Former Presidential Candidate Karroubi Did Not Receive Saudi Money, Son Says
False Claims Meant to Divert Attention from “Shame” of Eight Years of House Arrest Without Trial
A son of the 2009 presidential candidate Mehdi Karroubi has denied accusations by a senior Iranian judiciary official that during an ill-fated bid for president his father accepted campaign funds from Arab countries opposed to the Islamic Republic of Iran.
Mehdi Karroubi ran for president in 2009, along with fellow candidate Mir Hossein Mousavi. The results of those elections, which brought Mahmoud Ahmadinejad a second term, were widely disputed and followed by massive peaceful protests in Iran that came to be known as the Green Movement. The protests were violently crushed by the state in 2009.
Karroubi, Mousavi and Mousavi’s wife Zahra Rahnavard were placed under house arrest in February 2011, where they have remained for the last eight years, without charge or trial.

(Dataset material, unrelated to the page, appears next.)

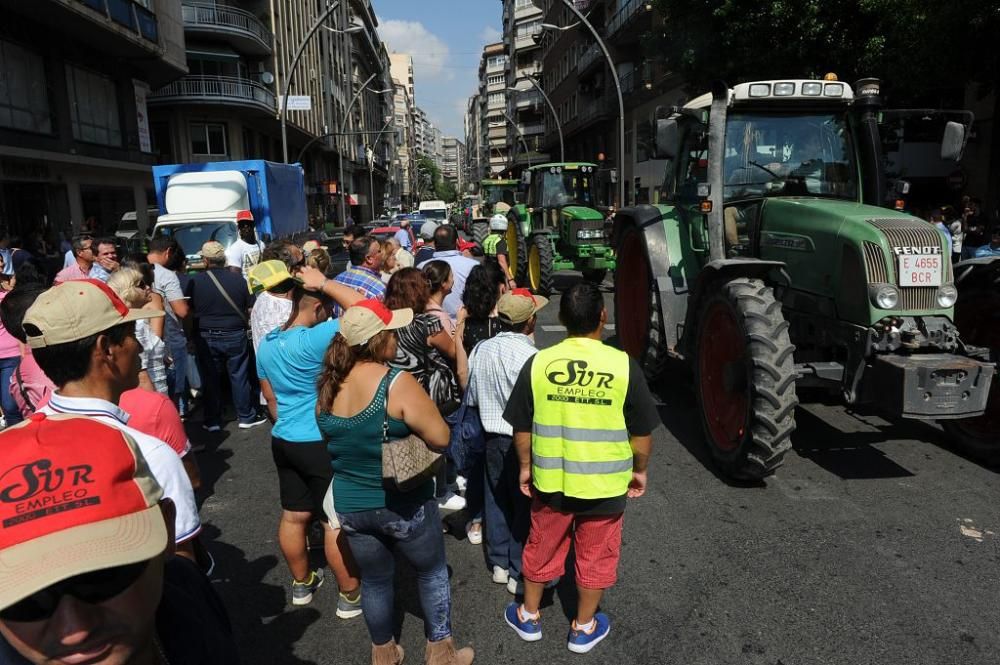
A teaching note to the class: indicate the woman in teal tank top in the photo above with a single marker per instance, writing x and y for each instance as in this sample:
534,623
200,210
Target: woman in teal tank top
358,394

On December 30, 2018, Judiciary Spokesman Gholam-Hossein Mohseni Ejei claimed that in the 2009 election, Karroubi’s presidential campaign received financial backing from Saudi Arabia and other conservative Arab governments.

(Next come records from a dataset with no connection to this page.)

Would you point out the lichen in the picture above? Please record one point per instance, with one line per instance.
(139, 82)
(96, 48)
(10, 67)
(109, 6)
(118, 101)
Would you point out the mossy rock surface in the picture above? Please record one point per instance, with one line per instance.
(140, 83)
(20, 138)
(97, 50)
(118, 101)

“I had information that his campaign was getting assistance even from Saudi Arabia and some countries in the Persian Gulf. There were signs pointing to it from the intelligence community as well as information from some of our own colleagues (in the judiciary),” Ejei said in an interview with Fars, the semi-official news agency affiliated with Iran’s Islamic Revolutionary Guards Corp (IRGC).
“At one point, I told [Mehdi Karroubi] that one of the women who went to his campaign headquarters was Iranian but she lived abroad and still had foreign ties. I asked him, ‘Aren’t you concerned that she might have been sent to carry out a mission inside your organization?’”
The judiciary official did not reveal the name of the alleged woman.
In response to allegations of financial backing from abroad, Karroubi’s son, Mohammad Taghi Karroubi, told the Center for Human Rights in Iran (CHRI) that the judiciary was making false claims to divert attention from the shame of keeping Karroubi, Mousavi and Rahnavard under house arrest for nearly eight years without a trial.
“Allegations of financial assistance to the Karroubi, or Mousavi, presidential campaigns are absolutely false, just like all the other allegations for which no evidence has been presented,” Mohammad Taghi said in an interview on January 5, 2019.
“During the past eight years … my father’s private and political affairs have been thoroughly investigated by the security and judicial authorities. In 2009, the Karroubi presidential campaign was the smallest one with the least amount of expenses and it did not receive any support before or after the elections from any country or international organization. That independence was the strength of the Green Movement during the 2009 protests.”
The opposition leader’s son continued: “Almost a decade has gone by since the incidents in 2009 and throughout this time the ruling establishment has tried to change the facts and fool the public. The authorities are always trying to deceive the people by smearing individuals without any proof. They are not prepared to back their claims with solid evidence in an open trial.”
Mohammad Taghi added: “As my mother said in a recent letter, my father had the courage to express his views in support of the oppressed people. I wish the regime also had the courage to hold an open trial, or a public debate, about the 2009 events so that the people could better judge for themselves.”
In an open letter published in the opposition news site, Kalame, on January 1, 2019, Karroubi’s wife, Fatemeh Karroubi, called on the authorities to prove the latest allegations based on any evidence unearthed during massive searches.
“The judicial and security authorities, who on several occasions dug into our private and political lives during raids on our home and offices, know the truth more than anyone,” she wrote.
Fatemeh Karroubi also took offense to Ejei’s assertion that her husband’s punishment was light compared to the gravity of his role in leading the upheavals, along with Mousavi and Rahnavard, against the outcome of the controversial 2009 election.
“In his interview, Mr. Ejei described the eight years of extra-judicial and arbitrary house arrests as minimum punishment and again suggested that [the opposition leaders] deserved the death penalty… Karroubi will does not shake in the face of such ill winds,” she wrote.
Speaking to CHRI, Mohammad Taghi said his 81-year-old father is in good health.
“The house arrest has generally loosened up and there are no restrictions on the comings and goings of the children and relatives. To some extent they are living a normal life but they are still not allowed to have political contacts or communication with the people and this is unlawful. These unlawful controls on their lives that have been imposed for so many years must entirely end.”
He added: “We are hopeful that in the near future the authorities will put a complete end to the house arrests and those who have been denied the right to respond will be allowed to freely speak to the people. But if the intention is to continue the house arrests, then the authorities should give them the opportunity to appear in an open court so that at least they could to respond to the accusations.”